Question

Calculate the heat absorbed by $125g$of water $\left( {SH = 1.00cal{{\left( {{g^0}C} \right)}^{ - 1}}} \right)$ when the temperature rises from ${21^0}C$ to ${35^0}C$ ?

Answer 1

The heat absorbed is equal to the product of the mass of water, specific heat of water which was represented by SH and the difference or change in temperature in Celsius. Specific heat is defined as the amount of heat required by a unit mass of substance through one degree centigrade.
Formula used:
$q = mC\Delta T$
$q$ is heat absorbed
$m$ is mass of water
$C$ is specific heat
$\Delta T$ is change in temperature

Complete answer:
Given that the mass of water is $125g$
The specific heat is defined as the amount of heat required for a unit mass of substance to raise the temperature through one degree centigrade.
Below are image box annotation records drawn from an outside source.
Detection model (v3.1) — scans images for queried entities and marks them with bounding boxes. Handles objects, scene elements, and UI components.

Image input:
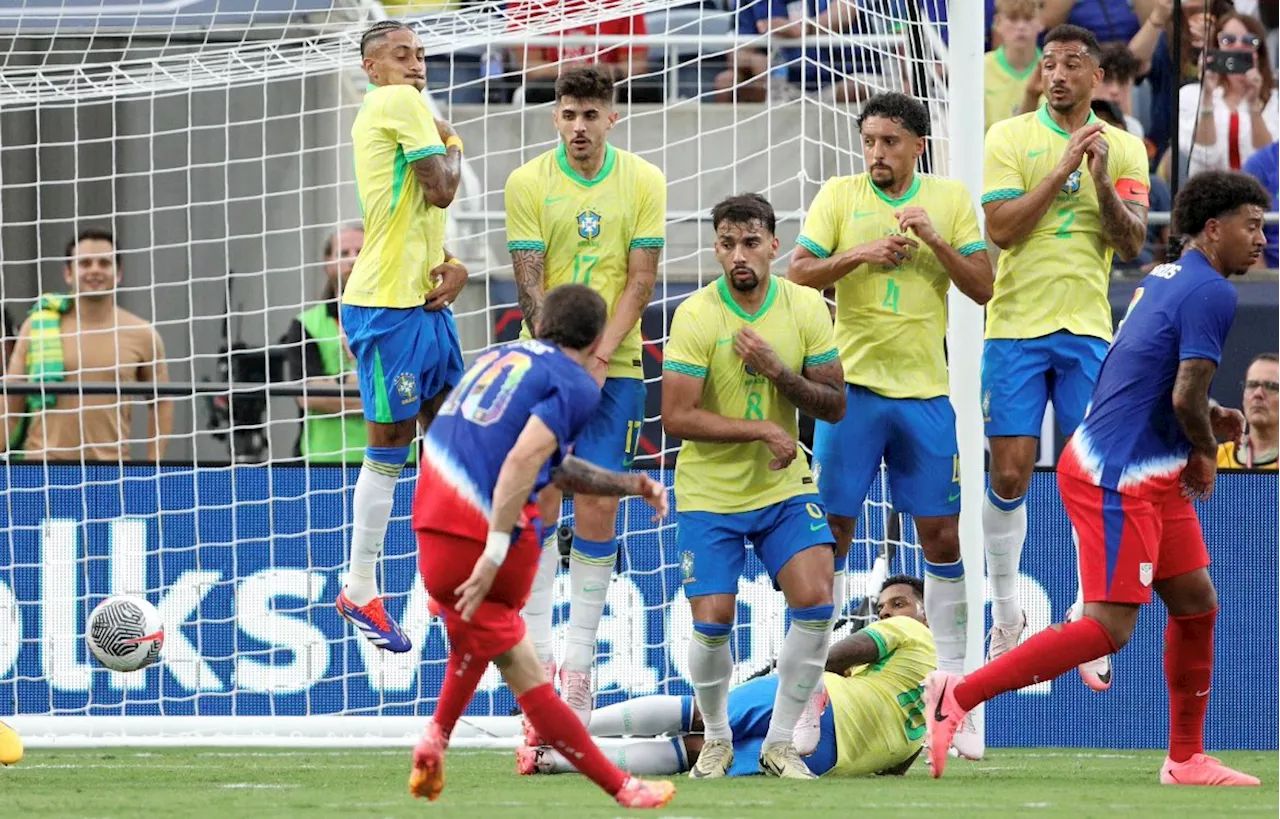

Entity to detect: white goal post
[0,0,988,747]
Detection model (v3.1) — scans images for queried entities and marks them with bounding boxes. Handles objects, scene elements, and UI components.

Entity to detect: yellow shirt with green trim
[506,145,667,379]
[982,106,1151,340]
[663,275,838,517]
[796,174,987,398]
[823,617,938,777]
[983,46,1041,129]
[342,86,448,307]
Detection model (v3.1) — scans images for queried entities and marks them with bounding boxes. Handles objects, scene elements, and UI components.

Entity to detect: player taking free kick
[410,284,675,807]
[924,171,1271,784]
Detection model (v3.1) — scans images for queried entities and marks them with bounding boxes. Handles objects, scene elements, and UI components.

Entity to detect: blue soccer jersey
[1059,245,1236,498]
[413,340,600,541]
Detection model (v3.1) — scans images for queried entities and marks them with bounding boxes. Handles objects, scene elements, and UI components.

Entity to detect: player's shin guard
[564,535,618,671]
[689,621,733,742]
[521,526,559,663]
[346,447,408,605]
[516,683,627,796]
[924,561,969,674]
[762,605,833,747]
[977,489,1027,627]
[588,694,694,737]
[1165,609,1217,763]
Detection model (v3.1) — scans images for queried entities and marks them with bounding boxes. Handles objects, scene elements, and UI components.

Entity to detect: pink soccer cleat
[924,671,969,779]
[408,720,447,802]
[1160,754,1262,787]
[613,777,676,807]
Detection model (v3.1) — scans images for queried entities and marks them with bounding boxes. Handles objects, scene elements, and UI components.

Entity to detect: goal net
[0,0,988,743]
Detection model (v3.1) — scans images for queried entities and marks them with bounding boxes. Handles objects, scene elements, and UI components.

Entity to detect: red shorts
[417,526,541,660]
[1057,472,1208,604]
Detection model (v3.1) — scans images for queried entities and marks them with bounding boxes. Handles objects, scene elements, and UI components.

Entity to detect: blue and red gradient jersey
[1059,250,1236,498]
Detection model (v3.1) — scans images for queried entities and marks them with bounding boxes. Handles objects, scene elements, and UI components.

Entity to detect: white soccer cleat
[561,668,595,726]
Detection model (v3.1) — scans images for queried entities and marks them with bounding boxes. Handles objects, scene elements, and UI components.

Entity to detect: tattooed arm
[511,251,547,335]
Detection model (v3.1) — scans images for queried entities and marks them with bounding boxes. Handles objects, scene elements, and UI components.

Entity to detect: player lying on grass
[925,171,1271,784]
[516,575,937,777]
[410,284,676,807]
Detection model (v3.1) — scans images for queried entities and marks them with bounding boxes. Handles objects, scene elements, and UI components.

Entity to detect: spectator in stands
[984,0,1041,128]
[1093,42,1147,139]
[1217,353,1280,470]
[1178,13,1280,177]
[507,0,662,104]
[280,225,367,465]
[5,228,173,463]
[1041,0,1156,44]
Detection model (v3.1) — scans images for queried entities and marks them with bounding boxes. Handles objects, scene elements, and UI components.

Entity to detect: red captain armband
[1116,179,1151,207]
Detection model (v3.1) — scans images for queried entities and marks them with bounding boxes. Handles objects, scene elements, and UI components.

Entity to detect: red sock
[516,682,627,796]
[1165,609,1217,763]
[433,651,489,741]
[955,617,1116,710]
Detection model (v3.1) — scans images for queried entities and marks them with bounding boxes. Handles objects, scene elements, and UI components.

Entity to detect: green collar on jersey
[867,174,920,207]
[716,273,778,321]
[556,142,618,188]
[1036,102,1098,139]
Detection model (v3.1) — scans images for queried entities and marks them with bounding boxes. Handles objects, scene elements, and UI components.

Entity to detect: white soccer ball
[84,594,164,671]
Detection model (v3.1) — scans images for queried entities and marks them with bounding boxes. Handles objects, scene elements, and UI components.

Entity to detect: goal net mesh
[0,0,948,724]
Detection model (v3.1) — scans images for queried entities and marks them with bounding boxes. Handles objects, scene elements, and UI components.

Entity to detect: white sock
[762,605,832,747]
[924,561,969,674]
[544,737,689,777]
[977,493,1027,626]
[689,622,732,742]
[521,526,559,663]
[588,694,686,737]
[346,459,403,605]
[563,552,616,671]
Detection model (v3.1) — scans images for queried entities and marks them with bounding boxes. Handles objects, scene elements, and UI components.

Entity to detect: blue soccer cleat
[335,589,413,654]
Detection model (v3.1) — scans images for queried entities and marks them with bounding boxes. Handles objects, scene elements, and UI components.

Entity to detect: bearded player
[506,68,667,726]
[337,20,467,653]
[410,285,675,807]
[925,171,1271,786]
[982,26,1149,691]
[787,93,992,758]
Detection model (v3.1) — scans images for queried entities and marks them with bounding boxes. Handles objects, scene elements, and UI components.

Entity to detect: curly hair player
[925,171,1271,786]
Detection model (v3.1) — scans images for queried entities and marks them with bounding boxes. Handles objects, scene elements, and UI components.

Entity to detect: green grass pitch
[0,749,1280,819]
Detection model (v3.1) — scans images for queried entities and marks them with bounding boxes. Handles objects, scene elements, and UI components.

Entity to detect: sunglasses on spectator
[1217,35,1258,49]
[1240,379,1280,393]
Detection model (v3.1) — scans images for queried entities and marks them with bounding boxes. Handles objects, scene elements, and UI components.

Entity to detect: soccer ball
[84,595,164,671]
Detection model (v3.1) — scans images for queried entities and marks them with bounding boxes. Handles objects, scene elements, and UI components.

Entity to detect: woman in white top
[1178,13,1280,175]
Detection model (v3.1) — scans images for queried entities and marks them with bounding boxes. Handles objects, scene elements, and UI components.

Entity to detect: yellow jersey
[1217,440,1280,470]
[506,145,667,379]
[823,617,938,777]
[342,86,447,307]
[982,105,1151,342]
[796,174,987,398]
[663,275,838,514]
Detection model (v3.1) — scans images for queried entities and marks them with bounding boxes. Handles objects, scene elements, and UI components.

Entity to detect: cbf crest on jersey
[577,210,600,242]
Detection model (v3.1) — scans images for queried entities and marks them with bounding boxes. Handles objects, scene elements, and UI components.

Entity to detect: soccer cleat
[613,777,676,807]
[791,687,831,756]
[987,613,1027,663]
[408,720,447,802]
[1160,754,1262,787]
[561,668,595,726]
[924,671,968,779]
[689,740,733,779]
[335,589,413,654]
[760,742,818,779]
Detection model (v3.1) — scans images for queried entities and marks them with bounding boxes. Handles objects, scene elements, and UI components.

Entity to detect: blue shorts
[813,384,960,518]
[676,495,836,598]
[573,379,645,472]
[982,330,1107,438]
[687,674,836,777]
[342,305,462,424]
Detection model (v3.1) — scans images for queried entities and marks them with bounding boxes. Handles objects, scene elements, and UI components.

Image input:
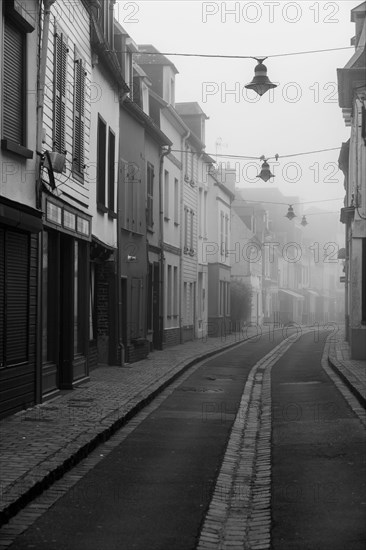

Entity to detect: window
[53,29,68,154]
[108,129,116,213]
[2,19,26,145]
[183,283,188,325]
[184,206,188,252]
[99,0,114,49]
[129,277,142,338]
[166,265,173,317]
[224,215,229,256]
[42,231,58,363]
[202,191,207,238]
[190,210,194,254]
[220,212,225,256]
[72,58,85,177]
[164,170,169,220]
[361,238,366,325]
[170,78,175,107]
[97,115,107,212]
[225,282,230,315]
[189,283,196,325]
[0,229,29,367]
[146,162,154,228]
[174,178,179,224]
[198,187,203,237]
[173,266,178,317]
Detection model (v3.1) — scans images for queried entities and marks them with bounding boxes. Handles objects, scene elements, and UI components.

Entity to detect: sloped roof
[135,44,179,74]
[175,101,209,119]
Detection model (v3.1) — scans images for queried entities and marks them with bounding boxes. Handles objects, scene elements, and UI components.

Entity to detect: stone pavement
[0,327,257,526]
[328,331,366,407]
[0,327,366,525]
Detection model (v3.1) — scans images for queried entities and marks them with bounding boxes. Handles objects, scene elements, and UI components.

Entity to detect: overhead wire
[171,147,341,160]
[124,46,354,61]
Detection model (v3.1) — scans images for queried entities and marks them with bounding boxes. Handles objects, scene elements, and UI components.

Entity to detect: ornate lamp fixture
[245,57,277,96]
[257,160,274,181]
[285,204,296,221]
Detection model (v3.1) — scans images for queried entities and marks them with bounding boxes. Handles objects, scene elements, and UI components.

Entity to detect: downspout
[179,130,191,344]
[35,0,55,403]
[36,0,56,209]
[159,145,172,349]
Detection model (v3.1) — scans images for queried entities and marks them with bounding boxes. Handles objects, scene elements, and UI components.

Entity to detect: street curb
[328,355,366,409]
[0,335,257,527]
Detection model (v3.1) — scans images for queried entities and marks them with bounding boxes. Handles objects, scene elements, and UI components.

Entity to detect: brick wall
[95,261,117,363]
[125,340,150,363]
[163,328,180,347]
[182,325,194,343]
[88,340,98,371]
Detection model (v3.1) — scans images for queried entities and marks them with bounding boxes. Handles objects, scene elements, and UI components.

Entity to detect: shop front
[41,195,91,397]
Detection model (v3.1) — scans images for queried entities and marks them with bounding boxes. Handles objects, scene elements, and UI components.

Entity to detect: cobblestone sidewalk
[0,327,366,525]
[0,327,257,525]
[328,332,366,407]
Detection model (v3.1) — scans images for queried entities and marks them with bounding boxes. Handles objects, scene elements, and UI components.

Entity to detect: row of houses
[337,2,366,360]
[0,0,344,416]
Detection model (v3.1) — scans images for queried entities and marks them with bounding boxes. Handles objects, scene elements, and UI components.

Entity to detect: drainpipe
[36,0,56,209]
[159,145,172,349]
[179,130,191,344]
[35,0,55,403]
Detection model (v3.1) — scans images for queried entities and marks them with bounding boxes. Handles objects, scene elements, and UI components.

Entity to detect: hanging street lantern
[257,160,274,181]
[285,204,296,221]
[245,57,277,96]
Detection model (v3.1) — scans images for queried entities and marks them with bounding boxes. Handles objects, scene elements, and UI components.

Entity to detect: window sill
[97,202,108,214]
[1,139,33,159]
[72,170,84,185]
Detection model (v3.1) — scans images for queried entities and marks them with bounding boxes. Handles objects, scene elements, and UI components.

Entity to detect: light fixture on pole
[257,157,274,181]
[245,57,277,96]
[285,204,296,221]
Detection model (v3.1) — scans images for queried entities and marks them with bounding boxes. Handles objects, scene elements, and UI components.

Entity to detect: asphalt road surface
[5,331,366,550]
[6,331,283,550]
[272,334,366,550]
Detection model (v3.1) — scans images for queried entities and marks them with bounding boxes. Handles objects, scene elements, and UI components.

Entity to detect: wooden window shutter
[108,130,116,212]
[53,31,68,154]
[3,20,25,145]
[0,228,5,368]
[72,59,85,176]
[147,162,154,227]
[97,116,107,206]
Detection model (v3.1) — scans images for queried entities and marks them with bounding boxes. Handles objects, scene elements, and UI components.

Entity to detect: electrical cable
[234,197,343,207]
[172,147,341,160]
[123,46,354,61]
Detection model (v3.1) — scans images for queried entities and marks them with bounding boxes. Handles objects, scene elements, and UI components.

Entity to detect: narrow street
[3,331,366,550]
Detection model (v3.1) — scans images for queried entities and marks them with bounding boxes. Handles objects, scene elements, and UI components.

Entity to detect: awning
[305,288,319,296]
[278,288,304,300]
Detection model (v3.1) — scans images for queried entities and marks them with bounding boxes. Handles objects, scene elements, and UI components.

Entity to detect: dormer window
[99,0,114,49]
[169,78,175,107]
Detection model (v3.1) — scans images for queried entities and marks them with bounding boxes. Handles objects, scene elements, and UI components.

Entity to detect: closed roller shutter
[3,21,25,145]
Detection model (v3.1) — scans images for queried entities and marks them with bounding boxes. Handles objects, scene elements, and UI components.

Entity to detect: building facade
[337,2,366,359]
[0,1,43,417]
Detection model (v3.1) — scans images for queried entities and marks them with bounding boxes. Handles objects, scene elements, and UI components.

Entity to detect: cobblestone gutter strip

It was given as $SH = 1.00cal{\left( {{g^0}C} \right)^{ - 1}}$
The initial temperature is given as ${21^0}C$ and the final temperature is given as ${35^0}C$
Thus, the change in temperature which was represented by $\Delta T$ is $\left( {35 - 21} \right) = {14^0}C$
Substitute the value of change in temperature, specific heat of water, and mass of substance in the above formula to get the heat absorbed by water
$q = 125 \times 1 \times 14 = 1750cal$
The amount of heat absorbed is obtained in calories. To convert this value into joules, multiply the value with $4.18$ as one calorie is equal to $4.18J$
$q = 1750 \times 4.18 = 7322J$

Note:
The specific heat is given in terms of calories, grams and Celsius, thus the temperature must be in Celsius, and mass must be present in grams only. When the values substituted in the formula were of these units the heat absorbed will be obtained in calories, which can be converted later into joules.